“I felt as though I wasn’t talking to a person; I was talking to a screen, a shell of someone I once knew”
Back in London and with only a few weeks to go until the operation I was feeling incredibly drained both physically and emotionally. I felt weaker and weaker and I was permanently operating at fifty percent.
I quite literally needed a shoulder to lean on and very often a simple hug.
It was a strange period where it felt like I was surrounded by ghosts – everyone was just a blank screen to me. It was clear that people were putting on a front with me and were hiding how they truly felt about everything that was happening. They were not allowing their real thoughts, fears and anxieties to come to the surface for me to see. I could only presume they thought they had to put on a brave face; keeping up the appearance of being strong in order to be there for me. However, nothing could have been further from the truth of what I actually needed and put even more of a barrier between us.
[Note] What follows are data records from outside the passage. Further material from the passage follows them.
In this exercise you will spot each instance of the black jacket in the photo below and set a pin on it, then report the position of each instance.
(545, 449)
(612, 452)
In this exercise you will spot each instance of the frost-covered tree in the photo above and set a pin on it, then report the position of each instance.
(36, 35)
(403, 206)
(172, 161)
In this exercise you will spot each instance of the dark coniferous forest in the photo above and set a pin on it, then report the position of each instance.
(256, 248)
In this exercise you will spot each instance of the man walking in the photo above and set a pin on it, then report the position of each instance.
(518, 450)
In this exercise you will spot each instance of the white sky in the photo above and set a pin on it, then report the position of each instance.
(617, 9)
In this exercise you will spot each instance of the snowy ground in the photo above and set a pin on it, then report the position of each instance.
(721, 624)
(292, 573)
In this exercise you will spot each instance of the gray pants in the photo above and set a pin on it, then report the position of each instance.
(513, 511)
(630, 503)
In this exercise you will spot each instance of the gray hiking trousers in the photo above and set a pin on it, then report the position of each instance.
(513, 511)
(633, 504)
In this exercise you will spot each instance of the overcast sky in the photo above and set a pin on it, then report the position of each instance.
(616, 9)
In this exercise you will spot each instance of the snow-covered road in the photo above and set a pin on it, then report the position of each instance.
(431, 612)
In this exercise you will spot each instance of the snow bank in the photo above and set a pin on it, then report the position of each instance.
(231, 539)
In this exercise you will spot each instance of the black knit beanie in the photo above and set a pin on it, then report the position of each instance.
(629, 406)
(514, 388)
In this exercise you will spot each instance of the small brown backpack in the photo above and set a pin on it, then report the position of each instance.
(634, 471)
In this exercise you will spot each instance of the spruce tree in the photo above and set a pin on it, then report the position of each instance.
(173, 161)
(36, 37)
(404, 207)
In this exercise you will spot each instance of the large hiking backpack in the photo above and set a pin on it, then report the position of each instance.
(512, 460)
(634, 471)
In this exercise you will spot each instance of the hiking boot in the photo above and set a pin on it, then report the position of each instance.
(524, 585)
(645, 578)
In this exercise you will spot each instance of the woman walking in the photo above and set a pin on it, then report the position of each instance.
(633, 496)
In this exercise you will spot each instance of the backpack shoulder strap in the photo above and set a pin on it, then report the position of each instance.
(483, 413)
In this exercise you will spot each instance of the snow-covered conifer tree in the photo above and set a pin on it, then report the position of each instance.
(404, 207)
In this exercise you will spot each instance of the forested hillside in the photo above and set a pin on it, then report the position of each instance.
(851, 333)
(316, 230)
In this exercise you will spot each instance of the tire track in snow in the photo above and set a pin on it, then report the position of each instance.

I couldn’t get anything out of anyone which made me feel more alone. I felt as though I wasn’t talking to a person; I was talking to a screen, a shell of someone I once knew – like they were ghosts.
I kept thinking that I wished they would just scream if they needed to. Punch, cry, yell, say, do whatever they wanted. I needed feelings and emotions. I wanted them to tell me how they felt not present this false shadow. I wanted them to show me they were human, show me who they were so we could do this together by helping each other. I wanted them to be honest and break down if they needed to. I could handle that; I could handle them being real.
I concluded I would have to work this one out on my own.
There was only so much advice anyone could have given me. It was having the choice of operations that made it so hard. A friend of mine commented: “you wouldn’t wish that choice on your worst enemy; it’s such a decision I can’t even begin to imagine.”
I wasn’t in a situation where they could say ‘this is the case and this is what we’re going to do about it and you’ll get better’. I was given a choice and I had to work out what was going to be right for me.
It’s an almost unfathomable decision until you are given it; it meant deciding what sort of life I may have after the operation, depending of course on how the operation went. I had to base my answer on unknown factors. What was life going to be like and what life did I want?
I arranged to see people as and when I could, generally during the day as I was too wiped out in the afternoon and evening. I was and still am grateful for the loving friends I had around me who would come to see me. It became quite strange when we were saying goodbye as it could potentially have been for the last time and I had this feeling that I was preparing them for what was coming.